Patients chose to have surgery for many reasons. Patients who have regurgitation of food, hoarseness, asthma or findings of esophagitis, esophageal stricture and Barrett’s esophagus should consider surgical repair of their lower esophageal sphincter (LES) as these conditions will not improve with medication alone. Some young patients choose to have surgery because they do not want to be on medications for the rest of their life. This is also an acceptable reason.
The Tampa Bay Reflux Center offers three options for surgically strengthening or recreating the lower esophageal sphincter (LES)
- LINX reflux management system
- Laparoscopic Fundoplication (Nissen fundoplication)
- Transoral Incisionless Fundoplication
Nissen fundoplication is a surgical procedure designed to prevent acid reflux by reinforcing a weak lower esophageal sphincter with the patient’s own stomach tissue. During the procedure the upper portion of the stomach (funds) is completely wrapped (plicated) around the bottom of the lower esophagus and then stitched into place to create a strong barrier that prevents stomach acid from backing into the esophagus. This procedure has been around for decades and has great success and durability when used in the correct patient population.
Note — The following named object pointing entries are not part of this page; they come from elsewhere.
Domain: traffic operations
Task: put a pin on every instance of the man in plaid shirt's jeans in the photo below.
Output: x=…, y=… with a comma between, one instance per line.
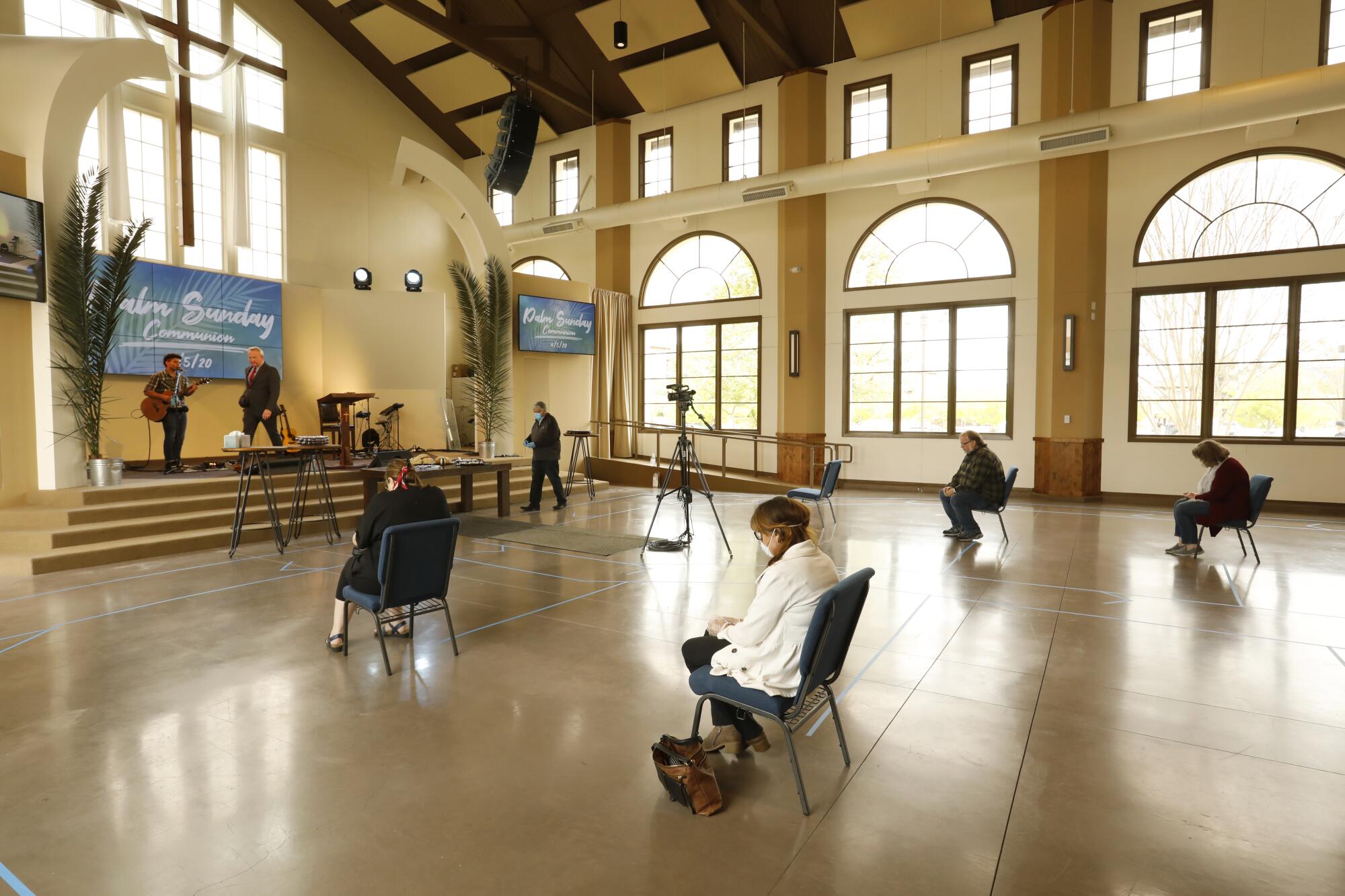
x=978, y=485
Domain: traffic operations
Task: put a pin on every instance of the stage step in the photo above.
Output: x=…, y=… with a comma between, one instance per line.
x=79, y=528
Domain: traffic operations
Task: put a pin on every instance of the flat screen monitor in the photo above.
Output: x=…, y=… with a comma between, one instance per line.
x=558, y=326
x=22, y=270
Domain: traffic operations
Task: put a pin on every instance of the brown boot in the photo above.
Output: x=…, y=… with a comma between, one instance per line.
x=726, y=737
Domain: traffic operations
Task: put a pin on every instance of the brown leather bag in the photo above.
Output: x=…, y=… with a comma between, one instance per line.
x=687, y=775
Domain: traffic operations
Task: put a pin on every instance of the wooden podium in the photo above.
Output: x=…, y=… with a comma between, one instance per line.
x=345, y=400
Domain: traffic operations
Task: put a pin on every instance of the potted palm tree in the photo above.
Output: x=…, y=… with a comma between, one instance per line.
x=484, y=311
x=85, y=307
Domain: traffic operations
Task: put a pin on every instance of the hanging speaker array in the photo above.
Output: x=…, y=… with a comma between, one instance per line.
x=514, y=145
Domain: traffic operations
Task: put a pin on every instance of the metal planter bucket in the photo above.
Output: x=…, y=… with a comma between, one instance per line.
x=106, y=471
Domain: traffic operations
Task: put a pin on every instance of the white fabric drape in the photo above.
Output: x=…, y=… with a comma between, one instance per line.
x=615, y=370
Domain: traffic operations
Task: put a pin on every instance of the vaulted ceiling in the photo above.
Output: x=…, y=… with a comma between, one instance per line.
x=454, y=63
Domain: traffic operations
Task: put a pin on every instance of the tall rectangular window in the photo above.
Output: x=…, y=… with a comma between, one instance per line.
x=743, y=143
x=991, y=91
x=1175, y=50
x=264, y=93
x=1225, y=361
x=657, y=163
x=868, y=120
x=566, y=184
x=61, y=19
x=146, y=182
x=930, y=369
x=502, y=204
x=208, y=204
x=266, y=217
x=1321, y=361
x=1334, y=33
x=1171, y=364
x=720, y=360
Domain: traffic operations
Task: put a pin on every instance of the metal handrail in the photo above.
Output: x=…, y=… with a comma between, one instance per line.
x=841, y=451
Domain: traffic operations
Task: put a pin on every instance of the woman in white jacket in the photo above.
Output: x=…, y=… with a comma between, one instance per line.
x=762, y=651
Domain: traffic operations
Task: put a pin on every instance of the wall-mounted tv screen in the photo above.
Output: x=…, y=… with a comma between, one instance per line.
x=556, y=325
x=22, y=272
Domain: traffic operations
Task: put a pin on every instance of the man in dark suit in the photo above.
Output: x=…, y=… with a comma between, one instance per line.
x=545, y=442
x=260, y=396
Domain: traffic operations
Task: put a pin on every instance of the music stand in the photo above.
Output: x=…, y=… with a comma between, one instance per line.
x=344, y=400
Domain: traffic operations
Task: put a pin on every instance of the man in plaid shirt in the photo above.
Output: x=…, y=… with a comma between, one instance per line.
x=978, y=485
x=171, y=386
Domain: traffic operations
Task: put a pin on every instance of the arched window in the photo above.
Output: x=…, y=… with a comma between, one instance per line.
x=930, y=241
x=1257, y=202
x=701, y=267
x=540, y=267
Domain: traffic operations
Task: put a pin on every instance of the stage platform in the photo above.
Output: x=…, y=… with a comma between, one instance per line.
x=151, y=516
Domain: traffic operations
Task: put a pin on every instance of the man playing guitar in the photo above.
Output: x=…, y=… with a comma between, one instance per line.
x=169, y=385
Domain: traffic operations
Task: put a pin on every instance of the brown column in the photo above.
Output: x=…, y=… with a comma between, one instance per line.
x=613, y=185
x=802, y=275
x=1073, y=257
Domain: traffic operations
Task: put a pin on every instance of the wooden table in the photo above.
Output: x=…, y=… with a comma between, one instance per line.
x=256, y=462
x=345, y=400
x=502, y=469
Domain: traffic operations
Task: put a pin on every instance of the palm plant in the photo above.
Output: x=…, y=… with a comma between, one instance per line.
x=488, y=341
x=85, y=304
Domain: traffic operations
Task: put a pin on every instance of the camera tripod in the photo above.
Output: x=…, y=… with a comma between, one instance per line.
x=684, y=460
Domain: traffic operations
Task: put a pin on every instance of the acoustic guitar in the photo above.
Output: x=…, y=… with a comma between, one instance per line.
x=155, y=409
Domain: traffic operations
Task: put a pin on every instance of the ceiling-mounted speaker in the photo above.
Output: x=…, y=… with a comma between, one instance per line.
x=514, y=145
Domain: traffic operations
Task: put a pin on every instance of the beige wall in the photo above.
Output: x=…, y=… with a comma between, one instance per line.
x=564, y=382
x=18, y=458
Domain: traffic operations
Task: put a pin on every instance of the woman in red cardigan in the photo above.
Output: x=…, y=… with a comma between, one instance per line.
x=1225, y=494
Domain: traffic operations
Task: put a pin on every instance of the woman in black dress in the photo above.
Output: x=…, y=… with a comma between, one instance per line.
x=407, y=499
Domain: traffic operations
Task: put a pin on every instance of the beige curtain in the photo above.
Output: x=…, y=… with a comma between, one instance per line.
x=614, y=370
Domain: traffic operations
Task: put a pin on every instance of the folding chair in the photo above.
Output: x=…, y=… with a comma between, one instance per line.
x=820, y=665
x=414, y=569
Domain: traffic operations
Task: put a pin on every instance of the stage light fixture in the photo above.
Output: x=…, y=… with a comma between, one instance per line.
x=619, y=32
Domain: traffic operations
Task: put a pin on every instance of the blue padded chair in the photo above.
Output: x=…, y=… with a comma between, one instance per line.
x=1258, y=491
x=1004, y=502
x=829, y=483
x=414, y=569
x=824, y=654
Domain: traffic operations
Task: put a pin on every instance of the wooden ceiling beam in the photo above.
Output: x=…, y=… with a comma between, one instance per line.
x=775, y=40
x=482, y=42
x=357, y=45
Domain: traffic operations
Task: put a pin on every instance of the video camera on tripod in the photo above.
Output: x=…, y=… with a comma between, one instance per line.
x=687, y=463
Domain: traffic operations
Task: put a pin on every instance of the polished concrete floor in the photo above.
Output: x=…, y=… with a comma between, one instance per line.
x=1067, y=712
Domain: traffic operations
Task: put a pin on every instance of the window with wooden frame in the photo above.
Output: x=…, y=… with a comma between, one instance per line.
x=1242, y=361
x=1334, y=33
x=991, y=91
x=720, y=360
x=657, y=162
x=868, y=118
x=743, y=143
x=1175, y=50
x=930, y=370
x=566, y=184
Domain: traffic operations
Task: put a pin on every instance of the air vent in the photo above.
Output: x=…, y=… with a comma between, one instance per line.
x=1075, y=139
x=773, y=192
x=563, y=227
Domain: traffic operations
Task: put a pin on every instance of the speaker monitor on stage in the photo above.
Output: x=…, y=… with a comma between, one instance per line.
x=514, y=145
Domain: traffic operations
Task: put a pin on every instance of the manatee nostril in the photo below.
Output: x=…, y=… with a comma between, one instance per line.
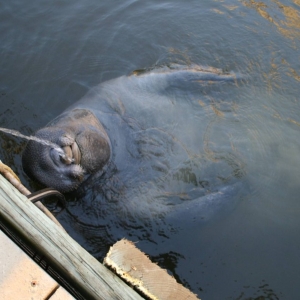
x=76, y=153
x=67, y=156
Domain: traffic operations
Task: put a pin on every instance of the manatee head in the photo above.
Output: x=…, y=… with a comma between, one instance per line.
x=75, y=146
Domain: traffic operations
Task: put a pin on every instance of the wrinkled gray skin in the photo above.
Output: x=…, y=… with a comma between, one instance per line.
x=139, y=128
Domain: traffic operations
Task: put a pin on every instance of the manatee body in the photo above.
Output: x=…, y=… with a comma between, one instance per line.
x=142, y=138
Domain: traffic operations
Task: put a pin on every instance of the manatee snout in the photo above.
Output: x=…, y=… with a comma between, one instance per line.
x=70, y=149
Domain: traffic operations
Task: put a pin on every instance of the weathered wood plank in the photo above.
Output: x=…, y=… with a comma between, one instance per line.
x=148, y=278
x=20, y=276
x=59, y=248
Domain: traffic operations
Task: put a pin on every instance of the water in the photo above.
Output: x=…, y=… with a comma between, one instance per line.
x=53, y=53
x=29, y=138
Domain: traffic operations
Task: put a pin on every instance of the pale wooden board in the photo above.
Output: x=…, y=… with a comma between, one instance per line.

The Nissen fundoplication is performed laparoscopically, which requires 5 small incisions on the upper abdomen. Patients typically stay overnight in the hospital and can return to work within 2 weeks after surgery. Patients are maintained on a soft diet for a few weeks after surgery, but then can eat all foods without restrictions.
AFTER Fundoplication Surgery
Most patients leave the hospital the day after surgery. If their job does not require strenuous activity, they are usually able to return to work in one to two weeks. After surgery, you will be kept on a soft diet in order that food does not get stuck secondary to swelling immediately after surgery. Specific diet instructions are located here. You will want to chew slowly and thoroughly and avoid carbonated beverages. Fully cooked pasta and vegetables are a good choice while heavy meats and raw vegetables are likely to cause problems. Once the swelling has dissipated within four to six weeks, you will be able to resume eating all foods without restrictions including those that used to cause reflux symptoms!
We follow all of our patients closely with appointments every 2-3 weeks after surgery. We usually see patients for 2 or 3 post-operative visits at which time they are usually eating all foods and off all their antacid medications. We call of our reflux patients yearly to ensure that they have continued resolution of their symptoms.